La testimonianza del 33enne Maschietto, una delle Unità speciali di continuità assistenziale individuate su base volontaria. Il suo compito è visitare decine di vecchini ogni giorno 
Luca Maschietto, 33 anni, ha deciso volontariamente di fare questo lavoro
Luca Maschietto, 33 anni, ha deciso volontariamente di fare questo lavoro

TRIESTE Sabato era il suo primo giorno di pausa. Dopo un mese no stop, sette su sette, disponibile dalle 8 alle 20, con una media di 8-10 ore di lavoro. Ha ricominciato ieri con la visita di una quarantina di pazienti, distribuiti in tre case di riposo. Mascherina, tuta bianca e guanti.

«Bardato così posso abbracciarli almeno un po’, i miei pazienti anziani, con le dovute precauzioni ovviamente: la mancanza d’affetto in questa situazione influisce soprattutto su coloro che soffrono di demenza senile». A parlare è Luca Maschietto, 33 anni, una delle 15 Usca, le Unità speciali di continuità assistenziale, distribuite sul territorio giuliano in turni da cinque.
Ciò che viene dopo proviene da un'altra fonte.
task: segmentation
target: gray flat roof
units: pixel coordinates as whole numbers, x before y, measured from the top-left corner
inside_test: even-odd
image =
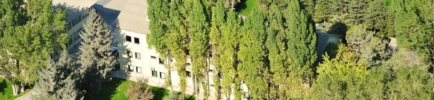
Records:
[[[65,3],[68,13],[71,13],[71,15],[66,19],[66,23],[68,23],[92,6],[98,0],[53,0],[52,8],[54,9],[53,13],[55,13],[56,9],[60,8],[61,6]]]
[[[142,34],[150,32],[146,21],[148,6],[145,0],[128,0],[118,16],[119,23],[116,27]]]

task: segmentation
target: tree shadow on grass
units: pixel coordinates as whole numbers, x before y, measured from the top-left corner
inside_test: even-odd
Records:
[[[111,100],[114,94],[118,93],[116,91],[118,89],[118,89],[120,88],[119,85],[122,84],[122,82],[127,81],[127,80],[112,77],[112,80],[109,81],[104,83],[101,84],[101,90],[99,92],[93,95],[92,98],[89,96],[85,97],[85,100]]]
[[[237,5],[235,5],[235,6],[233,6],[233,8],[235,8],[235,10],[234,11],[235,12],[240,12],[240,11],[247,8],[247,4],[246,3],[246,1],[247,1],[247,0],[240,0],[240,3],[237,3]]]
[[[3,80],[3,81],[0,82],[0,94],[2,95],[4,95],[5,90],[4,89],[7,88],[7,86],[9,84],[6,82],[6,80]]]

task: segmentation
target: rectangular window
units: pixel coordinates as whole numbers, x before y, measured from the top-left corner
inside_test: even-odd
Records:
[[[134,71],[134,66],[131,65],[128,65],[128,70],[130,71]]]
[[[187,75],[187,77],[191,77],[191,75],[190,74],[190,72],[189,71],[185,71],[185,74]]]
[[[77,16],[77,17],[76,17],[76,19],[74,19],[73,20],[74,23],[75,23],[75,25],[74,25],[74,26],[77,25],[77,24],[78,24],[79,22],[80,22],[80,21],[81,21],[81,18],[80,18],[81,17],[81,15],[80,15],[78,16]]]
[[[159,61],[159,62],[160,62],[160,64],[164,64],[164,62],[163,62],[164,61],[163,61],[163,60],[161,60],[161,58],[158,58],[158,61]]]
[[[136,53],[136,54],[136,54],[136,58],[140,59],[140,53],[137,53],[137,52],[135,52],[135,53]]]
[[[127,35],[127,41],[131,42],[131,36]]]
[[[141,68],[136,67],[136,70],[137,70],[136,72],[137,73],[141,73]]]
[[[152,76],[157,77],[157,71],[152,71]]]
[[[161,78],[166,78],[166,74],[160,72],[160,77]]]
[[[127,55],[128,55],[128,57],[133,57],[133,52],[130,51],[127,51]]]
[[[140,41],[139,41],[138,38],[134,38],[134,43],[140,44]]]
[[[87,16],[89,15],[89,9],[87,9],[87,10],[86,10],[85,11],[84,11],[84,12],[83,12],[83,14],[82,14],[83,15],[83,16],[82,16],[82,19],[83,19],[84,17]]]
Lui è il referente Usca per le case di riposo. Gli altri quattro colleghi rispondono al numero verde della centrale operativa di Asugi (800614302), attivo “h24” tutto l’anno. «Raccoglie tutte le chiamate di tipo informativo, ad esempio “non trovo il medico di base”, “ho la febbre”, e di richieste di assistenza a bassa intensità», spiega Alberto Peratoner, responsabile della centrale operativa e del 118». Qui arrivano tutte le chiamate, 500-600 in media al giorno, con picchi di mille) che vengono smistate. Di queste 80-90 vengono indirizzate alle Usca.

Maschietto terminerà a gennaio la specialità di Medicina generale, come tanti suoi colleghi. Altri hanno già concluso l’ultimo step di studio e, in attesa di ottenere un posto come medico di famiglia, ricoprono questa figura nata proprio in supporto al territorio. Sono quella fetta dei tanti coraggiosi che in questa emergenza vanno a fare le visite a domicilio. Sono anche quelli che si cambiano nei pianerottoli, nei parcheggi e per strada. Dove capita. Da Usca Maschietto ha operato già durante la prima ondata in due case di riposo ad alta concentrazione Covid per tre mesi, quando le Usca erano comunque in numero uguale a ora, ma indirizzate soprattutto nelle strutture per anziani.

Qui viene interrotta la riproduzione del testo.